In fact, the New South Wales surgical task force participates in the ACT task force as well so that we can learn from their experience. Many of the ideas that they have used in New South Wales have been around isolating particular hospitals for elective surgery. That is not something that we can do here in the ACT, so we have to look at a slightly different way of modelling our improved access for elective surgery. We cannot isolate our hospitals to the extent that is available in other jurisdictions.
Believe me, we are working hard on this. I want to see improvements in the list. I know that everyone on the list wants to see improvements on the list. We are improving our time frames for elective surgery in a number of categories. I have spoken about how we want to ensure that, for those long waits in categories 2 and 3, we are improving access for those people particularly and making sure that they do get their surgery on time. But the reality of being in a jurisdiction where you have a major trauma centre for the region, with two hospitals only that operate on any day that cannot be isolated for elective surgery, will present particular challenges not just for this government but for any government in the future in terms of increasing people’s access to elective surgery and making sure that the list keeps coming down.
Hospitals—bypasses
MR SESELJA: My question is to the Minister for Health. One of the important indicators of the performance of the public hospital system is the incidence of occasions on which emergency departments of the hospitals divert ambulances to another hospital, a practice known as bypass. Indeed, minister, in question time in this place on 19 September 2006 you told the Assembly that the amount of bypass during September, to that point, was only six hours. September, however, appears to have been an aberration. Minister, why did the Canberra Hospital have to go onto bypass for 49 hours during October this year, the highest level of bypass for at least two years?

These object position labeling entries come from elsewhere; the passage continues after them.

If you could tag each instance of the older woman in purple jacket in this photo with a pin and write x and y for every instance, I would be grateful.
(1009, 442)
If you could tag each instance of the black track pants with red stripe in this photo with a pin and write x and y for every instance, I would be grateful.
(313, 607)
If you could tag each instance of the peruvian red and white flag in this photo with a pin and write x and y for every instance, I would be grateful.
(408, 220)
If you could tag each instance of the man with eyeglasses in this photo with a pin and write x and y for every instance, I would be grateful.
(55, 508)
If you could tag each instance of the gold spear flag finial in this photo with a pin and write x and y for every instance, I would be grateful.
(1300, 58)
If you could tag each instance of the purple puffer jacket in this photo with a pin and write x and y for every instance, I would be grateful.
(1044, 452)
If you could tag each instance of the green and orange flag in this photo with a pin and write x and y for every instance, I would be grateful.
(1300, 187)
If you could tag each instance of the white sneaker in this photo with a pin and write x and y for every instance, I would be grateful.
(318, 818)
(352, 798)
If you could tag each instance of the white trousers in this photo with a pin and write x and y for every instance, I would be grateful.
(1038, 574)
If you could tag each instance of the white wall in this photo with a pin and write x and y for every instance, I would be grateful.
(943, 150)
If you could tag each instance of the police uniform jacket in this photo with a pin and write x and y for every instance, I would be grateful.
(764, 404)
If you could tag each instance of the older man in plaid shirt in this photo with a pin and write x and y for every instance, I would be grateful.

MS GALLAGHER: Mr Seselja has stolen Mr Smyth’s question. I have been waiting for it all week. You have been trying to keep me on my toes. Mr Seselja’s question is wrong from the beginning when it says that one of the most important indicators of how any hospital is performing is the measure of bypass, because it simply is not. No report done nationally or internationally uses bypass as a performance indicator of how well a hospital is travelling.
For the information of Mr Seselja, bypass comes into effect when the emergency department has got to the point where it is so busy that non-urgent patients coming to the hospital in an ambulance could be seen in a more clinically appropriate time frame at the other hospital and they are diverted there. For all urgent patients coming along in an ambulance and for all patients walking in off the streets or being brought in by family members, it makes no difference to them; the emergency department is there, but for one category of patients it means that they move to the other hospital. In this case it is a 15-minute trip across town to the Calvary Public Hospital.